Over two million measurements were included in the study: 1 156,119 for potassium and 921,464 for INR. Of 150 wards 42 had data for the whole study period accounting for 1,909,996 (92%) of the measurements. Median rejection rates due to hemolysis continuously increased over the study period. At the end of the study period median (95% percentile) rejection rates for potassium and INR were on average 1% (3.6%) and 1.9% (7.1%), respectively. There was no relationship between average number of blood draws and rejection rates with one exception: median INR was lower on wards with less than one blood draw per day. Also differences between ward types were observed with highest rejection rates in emergency rooms and lowest in intensive care units. The introduction of a new pneumatic tube system did not coincide with increased rejection rates whereas the introduction of a new coagulation instrument did.
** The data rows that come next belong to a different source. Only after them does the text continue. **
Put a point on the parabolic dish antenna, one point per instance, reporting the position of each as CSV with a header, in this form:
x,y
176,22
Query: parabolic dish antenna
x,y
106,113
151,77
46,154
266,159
Discussion and Conclusion:
Hemolysis remains an important pre-analytical issue. Emergency rooms are at high risk for rejection of samples due to hemolysis. The observed overall increase of rejection rates is accompanied with increasing numbers of samples, thus indicating that the workload for blood drawing staff increased during the study period with possible implication for hemolysis rates. Also stricter pre-analytical requirements for instruments may lead to higher rejection rates. Our data also demonstrate that the introduction of a new pneumatic tube system did not lead to an increase in hemolysis based rejections rate.